Einleitung
Eponet bietet eine Schnittstelle zur Übertragung von Last- und Zählerdaten im innosolvenergy-Format. Diese
Schnittstelle wird im Folgenden beschrieben.
Die Innosolvenergy-Schnittstelle wurde von Innosolv genehmigt! Die Schnittstelle wurde gemäß den Innosolv-Spezifikationen erstellt. Wenn Sie Fragen haben oder Anpassungen benötigen, wenden Sie sich bitte an Ihren Innosolv-Systemintegrator oder an Innosolv. Eponet kann hier keine Anpassungen vornehmen.
Format
Die Daten können entweder im XML- oder im CSV-Dateiformat erstellt werden. Der Unterschied liegt im innosolvenergy-Protokoll.
XML-Daten enthalten die kumulierten Werte pro Tag im ausgewählten Zeitraum pro Messgerät. Die CSV-Datei enthält hingegen den Energieverbrauch in 15-Minuten-Intervallen pro Messgerät.
Ein Messgerät ist entweder ein Zähler (Wasser, Strom, Wärme usw.), eine Ladestation oder eine RFID-Karte.
CSV-Format:
Beim CSV-Dateiformat wird eine Zeitreihendatei im innosolv-Format erstellt. Diese enthalten eine Statusspalte. Eponet setzt den Status auf drei mögliche Werte:
W: Echter Wert. Eponet hat den Wert direkt vom Messgerät erhalten.
F: Fehlender Wert. Wenn Eponet keinen Wert vom Messgerät erhält, das Gerät aber normal meldet (d. h. online ist), wird trotz des fehlenden Werts ein W gesetzt. Denn Eponet weiß: Würde ein anderer Wert als 0 angezeigt, hätte das Messgerät diesen auch liefern können.

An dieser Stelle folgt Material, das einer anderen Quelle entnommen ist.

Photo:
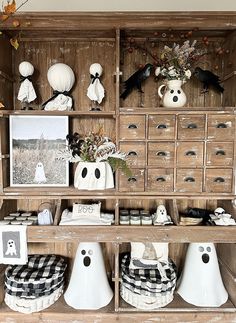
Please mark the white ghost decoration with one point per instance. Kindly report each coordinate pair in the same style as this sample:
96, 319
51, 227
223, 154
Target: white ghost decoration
161, 217
93, 176
26, 91
200, 282
95, 90
88, 287
39, 176
61, 78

E: Ersatzwert. Es kann vorkommen, dass ein Messgerät ein Intervall von mehr als 15 Minuten hat. Beispielsweise kann ein Zähler um 14:00 Uhr einen Wert von 100 und um 15:00 Uhr den nächsten Wert von 200 anzeigen. Eponet setzt den Wert dann um 14:15 Uhr auf 125, um 14:30 Uhr auf 150 und um 14:45 Uhr auf 175. Diese Werte werden dann mit dem Status E gekennzeichnet.
Das Gleiche passiert oft bei Ladestationen, die beispielsweise um 3:00 Uhr morgens den Ladevorgang beenden. Der Kunde heizt das Fahrzeug dann beispielsweise um 7:00 Uhr morgens 2 Minuten lang vor. Nun kann es vorkommen, dass dieser Verbrauch in den 2 Minuten nicht übertragen wird (abhängig von der Einstellung im Ladegerät). Es besteht nun eine Diskrepanz zwischen dem Stoppwert und den übertragenen Werten. Eponet berechnet diese dann neu und kennzeichnet die Werte mit dem Status E.
Beispiel-CSV-Datei:
S- Status
Erstellung – Datum, an dem die Datei exportiert oder heruntergeladen wurde
CH123 – Obis-Wert
12:253:1 – Zählerstand
Beispiel-XML-Datei:
Einrichtung
In den Registerkarten Ladestation, Zähler und RFID-Karten können Sie die Geräte hinzufügen, die Sie für den Datenexport benötigen.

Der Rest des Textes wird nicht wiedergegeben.